Our methodological contribution is the use of triples of informal arguments, formal proofs, and distractor proofs as a research tool for those interested in research on the connections between informal arguments and formal proofs. Examining how students compare and contrast ready-made informal arguments and formal proofs provided insights regarding what they notice when making FBI-judgments. In turn, what students’ noticed during FBI-judgments provides a lens into how they conceptualize formalization in general and informs possible reasons for students’ struggles with formalizing their own informal arguments. This method reveals that students’ conceptions often only encompass a part of the connections that exist between informal arguments and formal proofs. The triples method used with different sets of triples has the potential to reveal more about how students conceptualize formalization. We plan to use this methodology in subsequent studies.

These observations regarding students’ conceptions point to an additional avenue through which instructors can help facilitate their students’ formalization abilities—-bolstering their ability to perceive connections between informal arguments and proofs. That is, FBI-judgments may be used in class as a means for directing students’ attention to the types of connections that exist between informal arguments and proof (ie. holistic, methodological, structural and content connections). Further research is needed to determine if such activities benefit students’ ability to effectively utilize informal arguments during their proving.

Finally, our presentation of informal arguments in video form, with accompanying, gestures, diagrams and imprecise language expands the treatment of what it means for an argument to be informal beyond our operationalization of this construct. This approach specifically treats informal arguments as akin to arguments that students generate while working toward producing proofs, rather than general productions that contain elements not typically allowed in formal proofs.
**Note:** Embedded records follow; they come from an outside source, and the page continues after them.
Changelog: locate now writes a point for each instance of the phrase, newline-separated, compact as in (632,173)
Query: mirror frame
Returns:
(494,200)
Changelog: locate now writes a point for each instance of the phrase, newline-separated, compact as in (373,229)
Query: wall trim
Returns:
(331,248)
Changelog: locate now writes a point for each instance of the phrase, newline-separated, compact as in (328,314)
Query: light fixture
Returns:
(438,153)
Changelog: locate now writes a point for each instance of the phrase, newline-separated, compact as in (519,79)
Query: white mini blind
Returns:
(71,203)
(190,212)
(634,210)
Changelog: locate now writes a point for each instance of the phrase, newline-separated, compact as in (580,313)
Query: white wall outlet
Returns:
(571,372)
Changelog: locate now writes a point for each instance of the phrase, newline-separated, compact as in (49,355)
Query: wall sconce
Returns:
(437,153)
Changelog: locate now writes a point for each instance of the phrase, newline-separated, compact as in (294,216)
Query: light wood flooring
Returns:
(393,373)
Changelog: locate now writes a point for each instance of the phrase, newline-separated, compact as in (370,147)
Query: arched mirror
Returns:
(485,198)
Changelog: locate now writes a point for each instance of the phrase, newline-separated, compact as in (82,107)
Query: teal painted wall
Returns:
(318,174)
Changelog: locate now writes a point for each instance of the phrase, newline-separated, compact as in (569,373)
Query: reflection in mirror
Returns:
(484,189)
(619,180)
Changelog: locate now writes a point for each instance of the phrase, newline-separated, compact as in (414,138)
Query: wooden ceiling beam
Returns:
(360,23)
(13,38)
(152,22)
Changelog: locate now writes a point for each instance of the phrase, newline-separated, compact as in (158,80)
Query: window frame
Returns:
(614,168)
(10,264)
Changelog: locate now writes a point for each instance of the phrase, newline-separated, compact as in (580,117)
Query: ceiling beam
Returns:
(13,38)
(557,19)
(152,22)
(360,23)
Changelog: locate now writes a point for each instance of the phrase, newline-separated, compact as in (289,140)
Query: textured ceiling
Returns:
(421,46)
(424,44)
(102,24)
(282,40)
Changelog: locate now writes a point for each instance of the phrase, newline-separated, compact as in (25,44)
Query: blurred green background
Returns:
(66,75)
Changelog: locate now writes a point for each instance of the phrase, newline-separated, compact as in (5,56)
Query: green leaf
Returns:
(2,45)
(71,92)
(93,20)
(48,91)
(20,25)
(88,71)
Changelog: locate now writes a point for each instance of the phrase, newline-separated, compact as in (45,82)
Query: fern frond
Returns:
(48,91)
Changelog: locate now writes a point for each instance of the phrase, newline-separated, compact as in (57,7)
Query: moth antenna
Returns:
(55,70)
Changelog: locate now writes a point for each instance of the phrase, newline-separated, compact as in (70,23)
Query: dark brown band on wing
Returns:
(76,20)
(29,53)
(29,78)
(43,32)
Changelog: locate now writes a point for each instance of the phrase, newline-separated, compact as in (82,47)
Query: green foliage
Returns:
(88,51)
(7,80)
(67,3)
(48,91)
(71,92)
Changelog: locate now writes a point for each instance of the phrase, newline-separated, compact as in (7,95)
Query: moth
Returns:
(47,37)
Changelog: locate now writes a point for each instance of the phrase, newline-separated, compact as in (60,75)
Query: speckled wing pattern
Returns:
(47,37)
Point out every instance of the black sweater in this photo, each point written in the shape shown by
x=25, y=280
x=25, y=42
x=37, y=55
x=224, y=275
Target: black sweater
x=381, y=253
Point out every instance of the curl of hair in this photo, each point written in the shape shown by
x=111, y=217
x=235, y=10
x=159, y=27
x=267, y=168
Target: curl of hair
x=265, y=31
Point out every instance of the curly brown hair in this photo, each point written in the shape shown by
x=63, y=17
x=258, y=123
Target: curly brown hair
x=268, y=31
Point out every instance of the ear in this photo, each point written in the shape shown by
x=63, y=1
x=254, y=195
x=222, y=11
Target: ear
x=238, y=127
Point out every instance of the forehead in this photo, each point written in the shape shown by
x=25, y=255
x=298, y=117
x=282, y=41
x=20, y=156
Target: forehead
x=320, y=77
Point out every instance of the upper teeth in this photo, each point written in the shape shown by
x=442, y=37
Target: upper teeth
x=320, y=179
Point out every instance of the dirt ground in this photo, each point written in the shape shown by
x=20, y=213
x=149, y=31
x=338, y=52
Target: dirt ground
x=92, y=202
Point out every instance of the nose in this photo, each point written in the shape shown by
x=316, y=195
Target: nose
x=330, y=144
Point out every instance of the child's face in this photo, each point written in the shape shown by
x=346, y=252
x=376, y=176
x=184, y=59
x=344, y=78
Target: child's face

This study also sheds light on a number of important future directions for research. There was a disparity between student successes on Task 1 in comparison to other tasks. What factors make some FBI-tasks more difficult than others is an interesting question that requires a larger and more diverse set of tasks than the three discussed here. Additionally, a notable constraint of this study is that all the FBI-tasks were in a calculus/analysis context. Pedemonte (2008) observed that some mathematical contexts were more conducive to formalization than others. Whether the same holds true for FBI-comparisons remains an open question.

There are also a host of other studies that have shed light on formalization (e.g., Pedemonte 2007; Selden and Selden 1995; Weber and Alcock 2004; Zazkis et al. 2016). Taken as a whole, these studies have created an impetus for the design of theoretically informed instruction that targets students’ formalization. Studying the implementation of this type of instruction at an undergraduate level is an important emerging direction for formalization related research (e.g., Rasmussen and Marrongelle 2006).